Here was a score they had been itching to settle for nine months: Denver 31, Pittsburgh 20.
“I ain’t got no sympathy for nobody,” said Broncos cornerback Darrent Williams, grimacing as he gingerly peeled a sweat-soaked shirt over an aching shoulder.
But nothing hurts worse than payback. Did the Steelers know how sick they made a Colorado team and its hometown in January, when they killed Super Bowl dreams in the AFC championship game?
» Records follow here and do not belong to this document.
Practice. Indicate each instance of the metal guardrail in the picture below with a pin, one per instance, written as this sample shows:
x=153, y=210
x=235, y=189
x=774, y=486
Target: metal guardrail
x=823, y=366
They do now.
“I think they’re probably done,” Williams said, inspecting the rubble of Pittsburgh’s 2-6 record, in a stadium where proud Steelers had stood not long ago.
While it remains to be seen if Denver is good enough to win it all, what we learned Sunday was these Broncos are mean enough to instill fear in anybody.
The NFL is brutal business, and nobody had conducted their business more brutally than the Steelers. They take the field with defiance as obvious as the Mount Rushmore jaw of coach Bill Cowher and defy you to start something.
And mess with the champs is exactly what Denver did. The Broncos never backed down, refusing to feel sorry for the embarrassment at the hand of Peyton Manning in a costly loss to Indianapolis a week earlier, getting off the ground as center Tom Nalen did when Pittsburgh linebacker James Farrior kicked him with a cheap shot. When defenders from Ian Gold to Nick Ferguson hobbled off the field, Denver kept fighting.
When Pittsburgh dared receiver Javon Walker to run through a steel curtain, he repeatedly shredded the in-your-face, man-to-man defense, with three touchdowns. Walker accounted for more than 50 percent of the yardage the Broncos gained through the air and personally produced 72 of the 115 yards gained on the ground, in as dominating an offensive performance by a Denver player since the days John Elway wore No. 7.
Walker was acquired by Denver after the 34-17 loss to Pittsburgh in the AFC title game removed any doubt the Broncos were in dire need of a game-breaker. And this was the game when coach Mike Shanahan, whose offense had been bogged down with far too much reliance on the run, finally let Walker strut his stuff.
“I don’t know what he’s on,” teammate Rod Smith said of Walker. “But I want to get on it tonight.”
There will be a temptation to declare Jake Plummer finally has regained the full trust of his coach, and cite his 227 passing yards against Pittsburgh as all the evidence needed to table any discussion of a quarterback controversy until 2007.
The problem with such simplistic logic? Nothing and nobody are safe in the NFL, where if reputations counted for anything, the Steelers already would have been given a free ticket to the playoffs.
“They are the best two-win team I’ve ever played,” Broncos linebacker Al Wilson said, not trying to be a smart-aleck. His point? “The margin for success is very small in this league.”
How does it feel to be the former champs? It stinks, Steelers star Hines Ward said over and over again, although the precise word he employed was too raw for a family newspaper. It’s all over for Pittsburgh except throwing in the Terrible Towel.
Denver owed the Steelers this one.
“To say there’s satisfaction from winning (during the regular season), when they won the Super Bowl, I don’t think you can even compare that,” Shanahan said.
But if revenge was not a motive, it becomes harder to explain why Shanahan sat through at least 30 viewings of the video evidence from the pain Pittsburgh inflicted on Denver when last these two teams met.
“Ultimately, they knocked us from getting our goal. Because, for us, if you don’t win a Super Bowl, your season is a failure,” Williams said.
There’s nothing left now for the Steelers except the taste of failure.
It’s the same taste Denver can cleanse only by winning the Super Bowl.